Presumably, Rick Santorum feels he performed better in the Super Tuesday primary sweepstakes than anyone expected, but it was Mitt Romney who gained the most delegates and inched closer to be the Republican nominee for president.
Although Romney won six of the 10 states' primaries and caucuses, he only clobbered the opposition in Massachusetts (where he was once governor), Virginia, and Vermont, and won an 11th hour squeaker in Ohio where Santorum made him look weak.
The next primaries and caucues are Kansas (Mar. 10), which Romney should win; Alabama (Mar. 13), which favours Newt Gingrich: and Missouri (Mar. 17), which is Santorum country for the moment.
So no knockouts are pending, even though Super Tuesday sounded Gingrich's death knell, if only he realized it.
Gingrich made something of an ass of himself in his Super Tuesday victory monologue after winning Georgia, which is his home state.

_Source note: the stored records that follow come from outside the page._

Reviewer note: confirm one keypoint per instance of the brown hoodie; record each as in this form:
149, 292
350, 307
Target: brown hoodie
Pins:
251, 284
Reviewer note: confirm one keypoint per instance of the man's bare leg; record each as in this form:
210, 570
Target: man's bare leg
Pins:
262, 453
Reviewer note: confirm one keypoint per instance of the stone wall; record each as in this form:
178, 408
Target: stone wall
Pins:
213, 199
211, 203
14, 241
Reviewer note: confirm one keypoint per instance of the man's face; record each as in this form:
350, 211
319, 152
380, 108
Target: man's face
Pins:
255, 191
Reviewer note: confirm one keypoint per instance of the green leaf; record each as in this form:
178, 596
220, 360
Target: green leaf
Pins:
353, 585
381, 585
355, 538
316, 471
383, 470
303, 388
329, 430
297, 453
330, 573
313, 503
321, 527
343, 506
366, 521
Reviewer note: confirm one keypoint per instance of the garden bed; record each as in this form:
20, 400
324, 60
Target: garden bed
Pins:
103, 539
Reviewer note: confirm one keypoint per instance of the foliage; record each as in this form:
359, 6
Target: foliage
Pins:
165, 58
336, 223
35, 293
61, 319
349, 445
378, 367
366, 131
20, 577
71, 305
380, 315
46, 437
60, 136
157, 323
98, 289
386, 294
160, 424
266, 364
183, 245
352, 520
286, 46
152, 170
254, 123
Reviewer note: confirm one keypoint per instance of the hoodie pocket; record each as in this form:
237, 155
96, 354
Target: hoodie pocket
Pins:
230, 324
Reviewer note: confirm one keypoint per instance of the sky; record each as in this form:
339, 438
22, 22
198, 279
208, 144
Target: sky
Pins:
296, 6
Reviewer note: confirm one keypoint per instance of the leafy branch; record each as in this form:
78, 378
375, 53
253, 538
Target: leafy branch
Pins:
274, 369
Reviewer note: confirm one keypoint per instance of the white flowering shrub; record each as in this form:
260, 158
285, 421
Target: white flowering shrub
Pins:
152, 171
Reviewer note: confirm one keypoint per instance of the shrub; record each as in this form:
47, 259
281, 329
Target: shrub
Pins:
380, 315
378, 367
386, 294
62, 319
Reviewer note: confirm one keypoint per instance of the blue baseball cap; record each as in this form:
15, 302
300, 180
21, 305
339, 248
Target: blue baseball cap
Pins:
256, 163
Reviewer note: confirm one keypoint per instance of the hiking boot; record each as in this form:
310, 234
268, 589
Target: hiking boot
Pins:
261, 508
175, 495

True, he keeps bouncing back after setbacks and after many have given up on him. But he's going exactly nowhere in this GOP primary race, that has now narrowed to Romney holding off Santorum.
Oh yes, and Ron Paul chugs along as sort of comic relief -- perhaps the most forthright and candid of all the candidates, whose main libertarian appeal is that he spouts home truths, makes a lot of sense, and is wonky on international issues.
What the "race," (such as it is) is proving is that there's a real split among Republicans which will have to be healed (or cemented over) if their presidential candidate is going to have a real chance to beat Barack Obama come November.
What are loosely called the Evangelicals (or religious right) lean towards Santorum, who is too religiously inclined for many moderate tastes. Diehard conservatives, Tea Partiers, and social conservatives tend to like Santorum, but the biggest argument against him a the candidate, is the perception that he can't beat Obama.
And beating Obama has to be the top priority for Republicans -- and for those dismayed at how Obama has under-performed as president, periodically apologizing to the world for America's flaws, running up a monstrous national debt, failing to inspire the country in sorry economic times, and seeking to lead America by making declarations of intent rather than achieving much. A big disappointment to those who had high hopes.
Romney is widely acknowledged as the one most likely to make Obama a one-term president. But to many, Romney isn't as ideologically conservative as they might wish, although he's universally regarded as competent and decent -- and he bears no taint as a Washington insider, corrupted by surviving in that artificial environment.
The Republican establishment -- what there is of it, these days -- sees him as their best chance for power. The one they dread is Gingrich, who seems to have sidelined himself.
What's remarkable about Romney is these primaries, is how he can be lagging disastrously in some states, and then in the last week or 10 days before the primary, surge to overcome a 15-point deficit (as in Ohio) and win by a narrow margin.
But a win is a win -- 72% to 12% in Massachusetts is no greater a win than 38%-37% win in Ohio.
So the somewhat painful ordeal crawls on, with Romney edging towards the 1144 delegates which will guarantee him the GOP nomination.